Você ai, que não quer ter o “trabalho” de ler aquela legenda (ou que lhe falta capacidade intelectual) pense comigo, em algum lugar de Hollywood, todo ano, um grupo de profissionais (difícil ser só uma pessoa) é premiado com uma estatueta careca e dourada (essa você conhece, por que, anualmente, tem alguém para fazer tradução simultânea ao vivo) por algo chamado mixagem de som. Os caras então são reconhecidos como uma sumidade dentro da indústria cinematográfica, eis então que esse filme chega ao Brasil para estrear no cinema e dois estagiários de alguma companhia de traduções e legendagem podem “dar sua cara” àquela mixagem.

Lógico que não pretendo com isso tirar qualquer mérito das empresas dubladoras e suas “versões brasileiras”, que por sinal fazem um ótimo trabalho (sem morde e assopra!), mas sim lembrar que quem vai ao cinema, vai em busca do pacote completo, da experiência do jeito e do modo que ela foi pensada, produzida e finalizada.
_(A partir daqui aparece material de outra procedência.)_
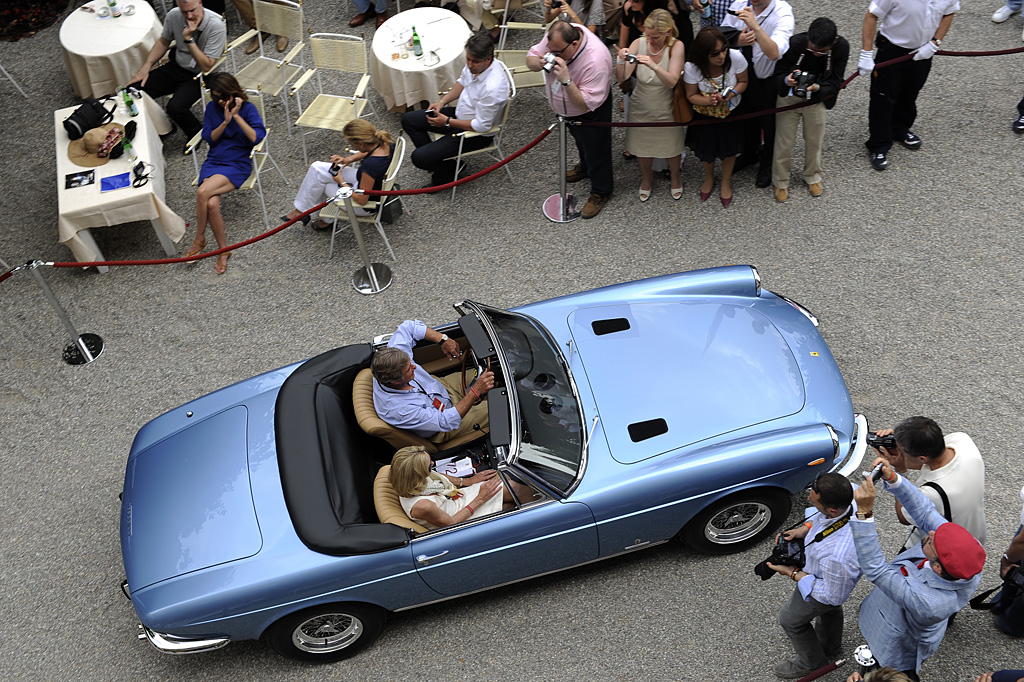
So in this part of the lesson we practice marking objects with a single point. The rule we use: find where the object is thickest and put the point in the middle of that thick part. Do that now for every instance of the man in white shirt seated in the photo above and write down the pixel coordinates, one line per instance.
(407, 396)
(482, 90)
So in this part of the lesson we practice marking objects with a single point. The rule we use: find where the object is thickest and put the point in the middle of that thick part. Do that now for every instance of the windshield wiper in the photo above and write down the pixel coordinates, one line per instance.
(590, 434)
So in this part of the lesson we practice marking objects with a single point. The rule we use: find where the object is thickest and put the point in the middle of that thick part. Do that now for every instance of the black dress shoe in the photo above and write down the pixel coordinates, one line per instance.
(764, 177)
(910, 141)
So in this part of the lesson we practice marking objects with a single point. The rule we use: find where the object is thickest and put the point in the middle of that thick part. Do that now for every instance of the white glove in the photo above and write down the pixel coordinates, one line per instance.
(866, 62)
(926, 51)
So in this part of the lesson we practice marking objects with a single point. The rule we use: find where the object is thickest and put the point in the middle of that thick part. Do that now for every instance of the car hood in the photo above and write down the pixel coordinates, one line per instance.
(187, 504)
(669, 375)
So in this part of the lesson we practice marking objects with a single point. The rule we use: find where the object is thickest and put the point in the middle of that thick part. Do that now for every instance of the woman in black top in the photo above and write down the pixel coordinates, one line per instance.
(374, 147)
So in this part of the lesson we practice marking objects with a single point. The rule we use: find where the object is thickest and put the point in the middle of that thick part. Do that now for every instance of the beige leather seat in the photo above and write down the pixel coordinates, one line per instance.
(388, 507)
(366, 415)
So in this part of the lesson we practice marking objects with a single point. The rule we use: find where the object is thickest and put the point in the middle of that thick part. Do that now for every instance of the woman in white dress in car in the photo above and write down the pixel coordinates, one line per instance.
(436, 500)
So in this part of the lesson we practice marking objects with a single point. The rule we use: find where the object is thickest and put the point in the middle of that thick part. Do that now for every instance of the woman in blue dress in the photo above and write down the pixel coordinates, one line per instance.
(231, 126)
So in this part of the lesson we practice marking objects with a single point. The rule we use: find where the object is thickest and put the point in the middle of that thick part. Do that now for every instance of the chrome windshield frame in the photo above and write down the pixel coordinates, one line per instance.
(515, 448)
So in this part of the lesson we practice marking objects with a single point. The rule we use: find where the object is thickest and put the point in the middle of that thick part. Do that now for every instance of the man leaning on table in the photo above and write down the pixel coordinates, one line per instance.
(200, 37)
(482, 90)
(579, 87)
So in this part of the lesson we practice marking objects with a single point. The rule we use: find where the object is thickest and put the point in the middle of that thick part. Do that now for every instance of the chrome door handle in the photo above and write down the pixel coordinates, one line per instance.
(424, 559)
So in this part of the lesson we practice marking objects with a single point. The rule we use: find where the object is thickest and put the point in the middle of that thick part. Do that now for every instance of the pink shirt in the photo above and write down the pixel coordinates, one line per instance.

Por uma lógica meio deturpada, seria o mesmo que dublar em inglês e legendar um filme nacional só por que uma parcela da sociedade prefere ler “as letrinhas”.
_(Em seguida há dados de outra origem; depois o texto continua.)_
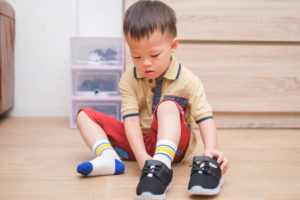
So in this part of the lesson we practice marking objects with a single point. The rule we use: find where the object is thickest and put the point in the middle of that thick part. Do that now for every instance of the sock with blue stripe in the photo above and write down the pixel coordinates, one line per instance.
(107, 161)
(165, 152)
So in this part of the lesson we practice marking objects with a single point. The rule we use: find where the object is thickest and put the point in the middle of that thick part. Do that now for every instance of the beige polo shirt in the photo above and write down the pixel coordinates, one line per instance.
(140, 95)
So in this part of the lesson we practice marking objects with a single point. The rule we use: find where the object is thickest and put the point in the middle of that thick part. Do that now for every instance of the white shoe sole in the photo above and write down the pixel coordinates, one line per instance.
(149, 195)
(198, 190)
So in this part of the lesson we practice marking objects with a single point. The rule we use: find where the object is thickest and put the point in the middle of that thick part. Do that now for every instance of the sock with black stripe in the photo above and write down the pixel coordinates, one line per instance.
(107, 161)
(165, 152)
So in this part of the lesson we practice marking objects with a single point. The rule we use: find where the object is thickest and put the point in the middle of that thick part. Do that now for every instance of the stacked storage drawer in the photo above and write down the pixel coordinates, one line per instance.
(96, 68)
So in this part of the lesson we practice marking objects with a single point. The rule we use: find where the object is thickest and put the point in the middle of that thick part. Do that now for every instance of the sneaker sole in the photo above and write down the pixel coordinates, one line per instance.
(198, 190)
(149, 195)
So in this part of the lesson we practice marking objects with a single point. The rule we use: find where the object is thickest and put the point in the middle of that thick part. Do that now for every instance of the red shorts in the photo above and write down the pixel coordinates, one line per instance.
(115, 132)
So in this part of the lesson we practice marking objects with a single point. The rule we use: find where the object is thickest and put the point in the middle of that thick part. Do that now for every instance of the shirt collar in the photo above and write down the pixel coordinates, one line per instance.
(172, 72)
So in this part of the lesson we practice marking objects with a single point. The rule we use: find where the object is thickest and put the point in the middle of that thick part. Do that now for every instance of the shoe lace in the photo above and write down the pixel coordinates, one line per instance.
(151, 170)
(204, 168)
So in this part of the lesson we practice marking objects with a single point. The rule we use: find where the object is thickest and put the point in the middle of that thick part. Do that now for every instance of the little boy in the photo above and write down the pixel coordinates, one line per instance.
(160, 101)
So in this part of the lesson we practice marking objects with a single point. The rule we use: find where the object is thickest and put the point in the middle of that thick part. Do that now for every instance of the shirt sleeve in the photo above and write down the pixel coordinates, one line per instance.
(127, 87)
(200, 108)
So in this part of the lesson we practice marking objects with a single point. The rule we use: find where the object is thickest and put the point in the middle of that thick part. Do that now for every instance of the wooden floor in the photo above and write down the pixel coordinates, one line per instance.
(38, 159)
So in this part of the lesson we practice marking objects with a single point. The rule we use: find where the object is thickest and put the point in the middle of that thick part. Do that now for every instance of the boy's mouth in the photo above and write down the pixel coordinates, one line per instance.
(149, 72)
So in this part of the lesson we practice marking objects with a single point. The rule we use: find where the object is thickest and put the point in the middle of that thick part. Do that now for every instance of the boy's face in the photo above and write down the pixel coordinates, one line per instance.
(151, 56)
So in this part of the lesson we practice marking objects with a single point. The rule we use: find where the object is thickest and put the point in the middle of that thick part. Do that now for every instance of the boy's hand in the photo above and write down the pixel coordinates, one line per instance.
(222, 160)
Se você não gosta de legenda, provavelmente não se importa com a totalidade artística do filme que está vendo, deve ainda pouco se importar com o tamanho da tela de cinema, com a inclinação das poltronas ou com o som, deve também pouco se importar em ver aquele lançamento dos cinemas por vias bucaneiras de uma cópia de R$5,00. Uma novidade para essas pessoas é ainda o advento de um disquinho popular chamado DVD que vem com as opções de áudio original ou dublado, além de, é claro, encontrar na TV aberta todo conforto do Bruce Willis falando com a voz do Dustin Hoffman.

E isso ainda prova que nem as dubladoras ficariam sem emprego, já que todo filme que chegar ao Brasil ainda passará por suas mãos, mostrando então que nessa equação toda, só quem não acaba feliz é o coitado que quer ouvir todas nuances, todos os detalhes (assim como o esforço) de um ou outro ator para carregar um sotaque, balbuciar suas últimas palavras, assoprar uma declaração de amor ou gritar até estourar seus pulmões para fazer que seu personagem viva aquele momento e faça com que o espectador viva com ele aquela experiência.
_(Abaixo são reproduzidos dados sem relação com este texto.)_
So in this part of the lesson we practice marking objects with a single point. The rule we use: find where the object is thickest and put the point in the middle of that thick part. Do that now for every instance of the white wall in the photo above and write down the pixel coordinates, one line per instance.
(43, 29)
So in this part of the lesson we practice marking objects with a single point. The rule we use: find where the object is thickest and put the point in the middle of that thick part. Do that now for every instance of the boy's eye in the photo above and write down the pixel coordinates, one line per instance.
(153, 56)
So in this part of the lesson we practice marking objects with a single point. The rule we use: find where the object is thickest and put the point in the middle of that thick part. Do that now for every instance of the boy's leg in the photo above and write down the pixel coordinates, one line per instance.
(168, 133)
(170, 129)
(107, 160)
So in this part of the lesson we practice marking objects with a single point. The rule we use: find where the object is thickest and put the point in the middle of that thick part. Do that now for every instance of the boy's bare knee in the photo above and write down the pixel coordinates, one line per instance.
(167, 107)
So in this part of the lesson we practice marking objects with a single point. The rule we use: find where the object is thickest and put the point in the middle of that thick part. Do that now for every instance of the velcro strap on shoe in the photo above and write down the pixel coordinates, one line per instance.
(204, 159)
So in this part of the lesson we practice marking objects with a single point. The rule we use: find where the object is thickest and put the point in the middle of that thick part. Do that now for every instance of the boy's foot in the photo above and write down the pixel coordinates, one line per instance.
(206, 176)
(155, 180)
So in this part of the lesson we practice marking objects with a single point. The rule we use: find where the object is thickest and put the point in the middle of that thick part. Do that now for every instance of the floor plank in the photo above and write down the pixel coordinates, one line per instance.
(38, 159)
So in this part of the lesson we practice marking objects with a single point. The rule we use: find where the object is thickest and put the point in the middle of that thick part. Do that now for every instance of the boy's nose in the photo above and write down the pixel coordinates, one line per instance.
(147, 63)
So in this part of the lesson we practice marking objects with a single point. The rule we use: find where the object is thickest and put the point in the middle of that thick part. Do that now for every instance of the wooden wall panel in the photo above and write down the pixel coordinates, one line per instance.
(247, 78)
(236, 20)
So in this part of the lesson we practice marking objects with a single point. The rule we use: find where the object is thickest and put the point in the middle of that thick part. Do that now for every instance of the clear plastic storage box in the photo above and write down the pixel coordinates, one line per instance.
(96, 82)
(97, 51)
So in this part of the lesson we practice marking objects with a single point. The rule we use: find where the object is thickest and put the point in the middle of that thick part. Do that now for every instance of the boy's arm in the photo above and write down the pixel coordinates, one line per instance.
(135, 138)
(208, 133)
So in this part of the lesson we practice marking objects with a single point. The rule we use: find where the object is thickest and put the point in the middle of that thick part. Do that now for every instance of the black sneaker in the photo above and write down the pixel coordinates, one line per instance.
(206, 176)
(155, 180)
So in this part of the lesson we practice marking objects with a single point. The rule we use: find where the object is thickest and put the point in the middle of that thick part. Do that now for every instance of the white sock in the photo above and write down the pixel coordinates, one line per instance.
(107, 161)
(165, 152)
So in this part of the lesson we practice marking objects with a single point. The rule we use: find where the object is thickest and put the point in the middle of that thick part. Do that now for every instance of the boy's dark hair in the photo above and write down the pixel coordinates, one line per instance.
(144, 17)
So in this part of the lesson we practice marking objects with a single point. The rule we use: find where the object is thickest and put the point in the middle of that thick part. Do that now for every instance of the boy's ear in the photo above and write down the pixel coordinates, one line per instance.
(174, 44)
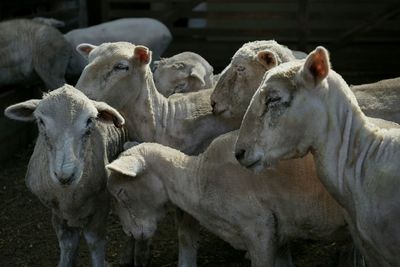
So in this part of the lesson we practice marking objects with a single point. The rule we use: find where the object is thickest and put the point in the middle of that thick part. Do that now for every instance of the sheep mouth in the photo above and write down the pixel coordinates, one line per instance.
(221, 112)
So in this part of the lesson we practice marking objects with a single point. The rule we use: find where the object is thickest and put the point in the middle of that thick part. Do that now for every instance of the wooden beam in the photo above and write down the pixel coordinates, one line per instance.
(303, 19)
(387, 13)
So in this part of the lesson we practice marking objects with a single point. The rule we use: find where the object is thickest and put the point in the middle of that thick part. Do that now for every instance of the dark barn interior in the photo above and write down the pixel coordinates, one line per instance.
(363, 38)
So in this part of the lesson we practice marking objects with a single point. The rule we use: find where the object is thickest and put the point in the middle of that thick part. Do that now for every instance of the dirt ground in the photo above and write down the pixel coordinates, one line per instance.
(27, 237)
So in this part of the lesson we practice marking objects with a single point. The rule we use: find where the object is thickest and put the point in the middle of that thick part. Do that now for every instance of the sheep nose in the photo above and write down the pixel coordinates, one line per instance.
(239, 154)
(64, 180)
(213, 105)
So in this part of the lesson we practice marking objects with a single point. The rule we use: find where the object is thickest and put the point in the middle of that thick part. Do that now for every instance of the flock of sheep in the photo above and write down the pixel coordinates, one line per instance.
(274, 148)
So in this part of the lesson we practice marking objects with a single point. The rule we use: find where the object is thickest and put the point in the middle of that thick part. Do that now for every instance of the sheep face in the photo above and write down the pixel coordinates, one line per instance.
(140, 200)
(237, 84)
(285, 114)
(112, 70)
(66, 119)
(182, 73)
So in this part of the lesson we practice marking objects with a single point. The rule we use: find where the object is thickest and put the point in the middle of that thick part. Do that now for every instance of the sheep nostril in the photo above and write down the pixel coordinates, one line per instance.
(239, 154)
(213, 104)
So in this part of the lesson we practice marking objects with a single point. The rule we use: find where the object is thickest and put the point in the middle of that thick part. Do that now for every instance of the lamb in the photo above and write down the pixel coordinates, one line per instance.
(67, 168)
(306, 106)
(30, 49)
(241, 78)
(257, 213)
(182, 73)
(243, 75)
(146, 31)
(119, 74)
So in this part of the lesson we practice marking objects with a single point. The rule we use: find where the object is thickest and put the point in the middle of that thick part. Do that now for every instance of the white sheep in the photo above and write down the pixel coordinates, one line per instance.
(241, 78)
(305, 106)
(67, 168)
(30, 49)
(119, 74)
(258, 213)
(379, 99)
(146, 31)
(243, 75)
(182, 73)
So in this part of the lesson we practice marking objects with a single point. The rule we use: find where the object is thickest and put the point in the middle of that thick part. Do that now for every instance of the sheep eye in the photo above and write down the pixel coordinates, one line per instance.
(240, 68)
(181, 85)
(272, 100)
(41, 122)
(89, 122)
(121, 66)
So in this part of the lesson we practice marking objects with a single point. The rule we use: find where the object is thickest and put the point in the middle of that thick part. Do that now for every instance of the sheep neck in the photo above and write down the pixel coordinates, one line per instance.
(179, 174)
(147, 111)
(349, 150)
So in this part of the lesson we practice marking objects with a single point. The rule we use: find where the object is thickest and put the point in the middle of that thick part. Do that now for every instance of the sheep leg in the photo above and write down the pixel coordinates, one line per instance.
(262, 245)
(142, 252)
(284, 257)
(188, 236)
(127, 257)
(68, 240)
(95, 236)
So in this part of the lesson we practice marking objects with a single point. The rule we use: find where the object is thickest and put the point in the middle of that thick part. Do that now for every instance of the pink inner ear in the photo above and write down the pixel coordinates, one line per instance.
(319, 67)
(142, 54)
(85, 49)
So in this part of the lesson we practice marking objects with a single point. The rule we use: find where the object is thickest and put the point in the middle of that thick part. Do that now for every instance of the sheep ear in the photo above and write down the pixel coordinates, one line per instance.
(156, 63)
(317, 65)
(127, 165)
(268, 59)
(85, 49)
(108, 114)
(22, 111)
(142, 54)
(199, 73)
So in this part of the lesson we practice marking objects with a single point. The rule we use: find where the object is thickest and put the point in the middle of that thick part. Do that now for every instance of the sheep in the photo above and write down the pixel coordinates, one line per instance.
(119, 74)
(30, 49)
(306, 106)
(379, 99)
(182, 73)
(241, 78)
(67, 168)
(147, 31)
(257, 213)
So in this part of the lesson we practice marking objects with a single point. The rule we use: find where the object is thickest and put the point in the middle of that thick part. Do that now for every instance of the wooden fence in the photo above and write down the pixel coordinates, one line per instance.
(363, 36)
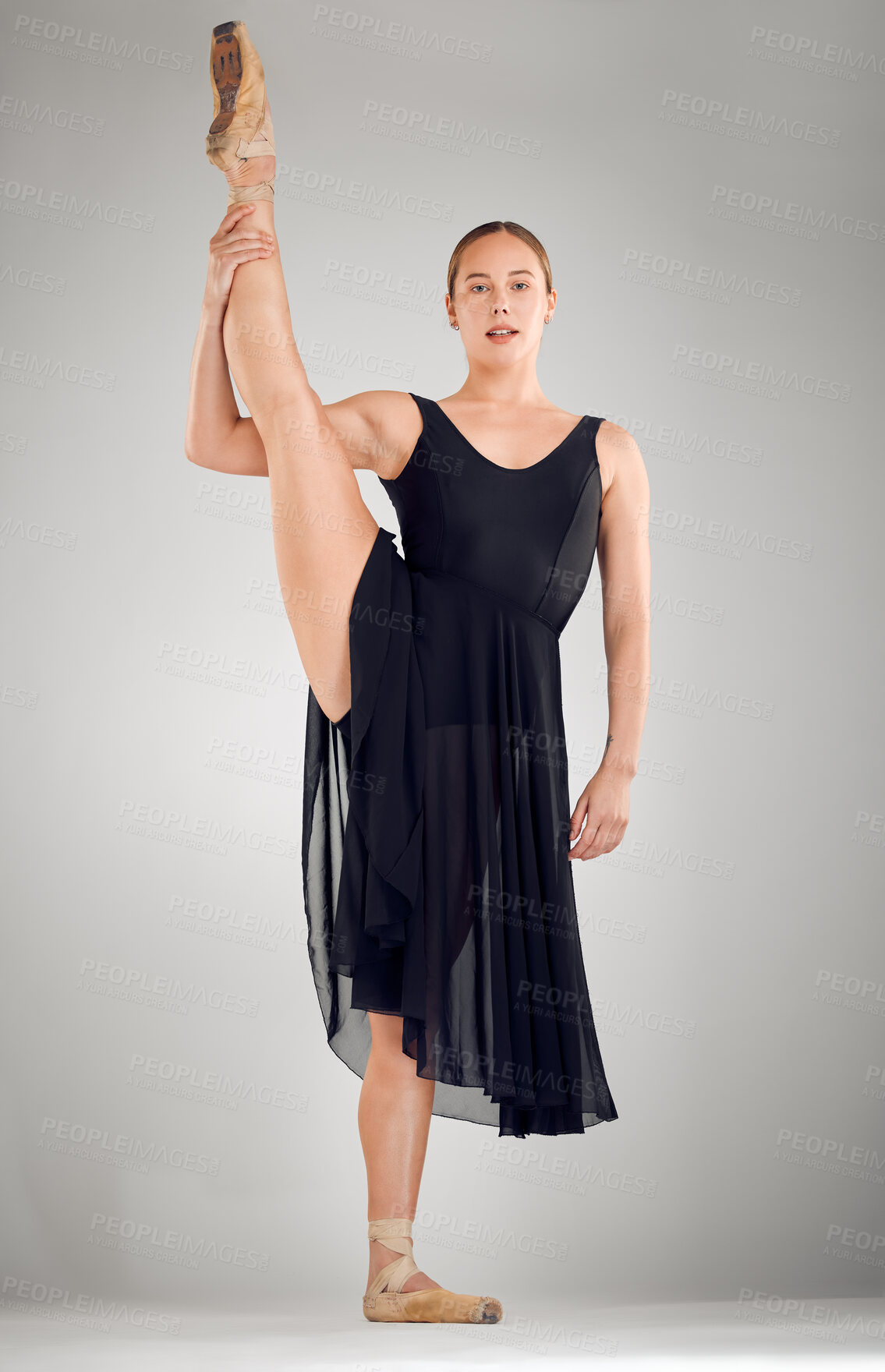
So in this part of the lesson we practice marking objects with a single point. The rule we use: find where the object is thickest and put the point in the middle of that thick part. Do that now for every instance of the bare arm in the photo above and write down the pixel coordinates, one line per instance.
(625, 566)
Em exemplos extremos, é difícil acreditar que algum dublador brasileiro consiga repetir o enorme esforço vocal de Marlon Brando em O Poderoso Chefão, não por demérito, mas por que estamos falando de uma das melhores atuações da história do cinema. Do mesmo jeito que em situação nenhuma se conseguirá alcançar o poder da reverberação mecânica de James Earl Jones na voz de Darth Vader em Star Wars.

Mas não fique só desse lado, olhe para o outro, imagine o quanto um gringo qualquer deve perder com a dublagem de monstros como Oscarito, Mazaropi e Grande Otelo, três exemplos de vozes marcantes e que compõe a seus personagens muito mais que meios de dizerem diálogos. Ou mais recentemente, imagine a sensacional sequência do treinamento do BOPE em Tropa de Elite falado em inglês, sem todo maneirismo vocal que Wagner Moura empresta a seu Capitão Nascimento (“Ask to Get Out”?).

Então, pense nisso antes de achar legal o filme estar dublado no cinema, pense nos dois lados dessa moeda, talvez até chegue a entender por que Hollywood prefere gastar dinheiro com direitos, comprar uma obra estrangeira e refilmá-la ao invés de apostar em dublagens (já que americano não está acostumado a legendas). Bom, essa última afirmação pode não ser a mais correta, já que Hollywood quer mesmo é dinheiro, mas ainda assim, em um mundo utópico, ela serviria para o assunto.

“Mas e as pessoas com deficiência visual que querem ir ao cinema e não falam a língua original?” perguntaria você, meu (no singular mesmo) incauto leitor, e eu responderia: E o deficiente auditivo, que, muito provavelmente, deve freqüentar os cinemas muito mais que o deficiente visual, será que ele não merece então mais respeito. Analfabetos, deficientes visuais ou pessoas sem a capacidade intelectual de acompanharem as legendas, não se preocupem (principalmente o terceiro exemplo, já que não acredito que os dois primeiros estejam nessa briga) o cinema ainda teria um número pequeno de cópias dubladas, além da TV, DVD (Blu-ray idem) e ainda certeza de que nenhum dublador seria ferido ao final desse texto.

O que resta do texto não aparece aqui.